Page MenuHomePhabricator

[CodeGen] Add hooks/combine to form vector extloads, and enable it on X86.

Authored by ab on Jan 9 2015, 1:08 PM.



Moved from the ML:

As the last change in my extload series, here are 3 squashed (WIP) patches
to actually form extloads on vector types.
They used to be disabled, because "None of the supported targets knows
how to perform load and sign extend on vectors in one instruction."

The first part enables the combine on legal vectors, but hides it
behind a profitability callback.
For instance, on ARM, several instructions have folded extload forms,
so it's not always beneficial to create an extload node (and trying to
match extloads is a whole 'nother can of worms).
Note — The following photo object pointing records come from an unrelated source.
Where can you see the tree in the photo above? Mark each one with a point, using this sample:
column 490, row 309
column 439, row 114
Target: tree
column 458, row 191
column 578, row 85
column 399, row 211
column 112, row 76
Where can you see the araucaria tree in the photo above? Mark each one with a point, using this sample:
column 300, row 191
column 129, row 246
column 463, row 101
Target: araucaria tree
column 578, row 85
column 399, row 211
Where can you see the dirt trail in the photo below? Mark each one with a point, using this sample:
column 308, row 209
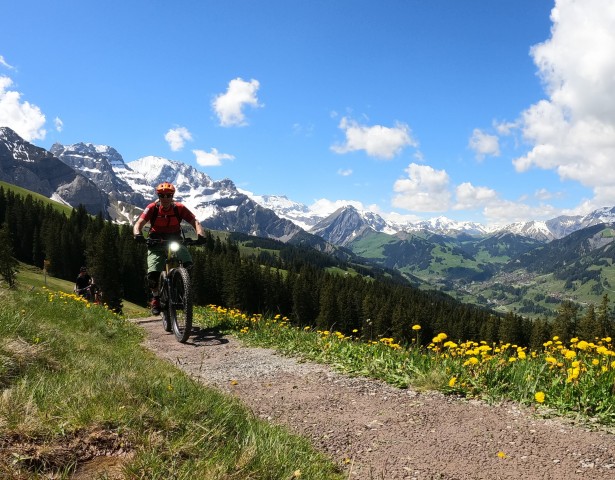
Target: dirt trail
column 374, row 431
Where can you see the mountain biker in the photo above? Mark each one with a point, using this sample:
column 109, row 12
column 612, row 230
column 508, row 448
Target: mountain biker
column 83, row 282
column 167, row 216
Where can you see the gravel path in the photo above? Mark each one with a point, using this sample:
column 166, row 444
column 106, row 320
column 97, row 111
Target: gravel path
column 374, row 431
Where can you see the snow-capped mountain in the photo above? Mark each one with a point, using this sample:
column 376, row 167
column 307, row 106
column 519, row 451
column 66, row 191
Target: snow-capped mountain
column 36, row 169
column 217, row 204
column 125, row 188
column 298, row 213
column 446, row 226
The second part adds a combine to fold s/zextloads of illegal
(splittable) vector types, to replace it directly by multiple smaller
extloads. I'm not a big fan of this kind of pseudo-legalization in
combines. However, I tried the alternative: form illegal extloads, and
later try to split them up, but then, you sometimes generate extloads
that can't be split up, but have a valid ext+load expansion. At
vector-op legalization time, it's too late to generate this kind of
thing, so you end up forced to scalarize. It's better to just avoid
creating egregiously illegal nodes.

Finally, the last part enables this all, unconditionally, on X86.

Note that the splitting combine is happy with "custom" extloads. As
is, this bypasses the actual custom lowering, and just unrolls the
extload. But from what I've seen, this is still much better than the
current custom lowering, which does some kind of unrolling at the end
anyway (see for instance load_sext_4i8_to_4i64 on SSE2, and the added

Also note that there's a regression in widen_load-2.ll, where
we can no longer fold the load. I'll look into that later.

Anyway: as can be seen from the nice testcase cleanups, there's
something to be done here. The combines feel a bit dirty, but I don't
see a better alternative. Finally, I didn't see changes on the
testsuite (SSE2 X86-64, I'll try SSE4.1 and AVX2 as well.)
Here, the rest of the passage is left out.